Manche Beobachter des russisch-ukrainischen Krieges scheinen zu glauben, dass die grösste Gefahr darin bestehe, dass die Ukraine gewinnen oder zu schnell gewinnen könnte und dass dies für Putin einen Gesichtsverlust darstellen würde, den man ihm besser ersparen sollte.
Es ist dies eine zutiefst perverse Sicht der Dinge. Putin hat sich dazu entschieden, in der Ukraine einen Aggressions- und Vernichtungskrieg zu führen. Wo immer Russland ukrainisches Territorium unter seine Kontrolle bekommt, begehen die Russen völkermörderische Verbrechen an den Bürgern der Ukraine, einschliesslich Massenvergewaltigung, Massentötung und Massendeportation. Eine Demokratie setzt sich gegen eine Autokratie zur Wehr, und mit ihrem Erfolg oder Misserfolg steht das Schicksal aller Demokratien auf dem Spiel.
Die russische Karbon-Oligarchie gibt uns einen Vorgeschmack auf den Kataklysmus, der uns erwartet, wenn wir uns nicht von Öl und Gas befreien. Russland blockiert das Schwarze Meer, verhindert die ukrainische Getreideausfuhr und droht damit, in diesem Jahr Dutzende von Millionen Menschen im Nahen Osten oder in Afrika dem Hungertod auszuliefern. Das sind die Dinge, über die wir uns Sorgen machen sollten, nicht über Putins Selbstbild.
Geschlossenes Informationsumfeld
Es gibt jedoch noch ein grundlegenderes Problem mit dieser Argumentation, das von einem falschen Verständnis der Funktionsweise der Macht in Russland herrührt. Das russische Medien- und Politiksystem ist darauf ausgelegt, Putin an der Macht zu halten, und zwar unabhängig davon, was in der Aussenwelt geschieht. Die russische Politik findet in einem geschlossenen Informationsumfeld statt, das Putin selbst entworfen hat und das er selbst kontrolliert. Er braucht unsere Hilfe in der realen Welt nicht, um beruhigende Fiktionen für die russische Bevölkerung zu erschaffen. Er schafft dies schon seit zwanzig Jahren ganz ohne unsere Hilfe.
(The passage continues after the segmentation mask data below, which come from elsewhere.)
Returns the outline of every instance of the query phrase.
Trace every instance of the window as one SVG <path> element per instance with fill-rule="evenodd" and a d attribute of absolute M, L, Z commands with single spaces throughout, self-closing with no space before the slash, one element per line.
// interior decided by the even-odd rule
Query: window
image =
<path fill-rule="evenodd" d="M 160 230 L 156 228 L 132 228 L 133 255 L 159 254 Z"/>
In der virtuellen Realität gibt es stets einen Ausweg, und aus diesem Grund kann Putin gar nicht «in die Enge getrieben» werden.
Die Ukrainer haben das begriffen, und dies ist einer der Gründe, warum sie irritiert sind, wenn bei uns Vorschläge kursieren, dass die Ukraine Russland aus Sorge um Putins innere Befindlichkeit Territorium oder gar den Sieg abtreten solle. Sie wissen, dass dies nicht nur ungerecht, sondern auch sinnlos wäre. Was in der russischen Politik wirklich zählt, sind nicht Putins Gefühle oder die Realitäten auf dem Schlachtfeld, sondern die Fähigkeit des Regimes, den Spin der Geschichte für die russischen Medienkonsumenten zu definieren. Die Ukrainer haben die Erfahrung gemacht, dass es sich nicht auszahlt, reale Menschen in real existierenden Territorien für russische Narrative leiden und sterben zu lassen. Denn diese Narrative hängen gar nicht von der Realität ab.
Was passiert, wenn Putin zu dem Schluss kommt, dass ihm die Ukraine eine Niederlage bereitet? Er wird Massnahmen ergreifen, um sich zu schützen – indem er einen «Sieg» verkündet und das Thema wechselt. Er braucht keine Andockstelle mit Bezug zur realen Welt, weil seine Macht nicht dort ruht. Alles, was er zu tun braucht, ist, die Geschichte in Russlands virtueller Welt zu ändern, so wie er dies schon seit Jahrzehnten macht. Dabei geht es lediglich darum, in einer Sitzung die Tagesordnung neu festzulegen. In der virtuellen Realität gibt es stets einen Ausweg, und aus diesem Grund kann Putin gar nicht «in die Enge getrieben» werden. (Genauso wenig wie übrigens die reale russische Armee in der realen Ukraine. Wenn russische Einheiten besiegt zu werden drohen, ziehen sie sich einfach über die Grenze nach Russland zurück.)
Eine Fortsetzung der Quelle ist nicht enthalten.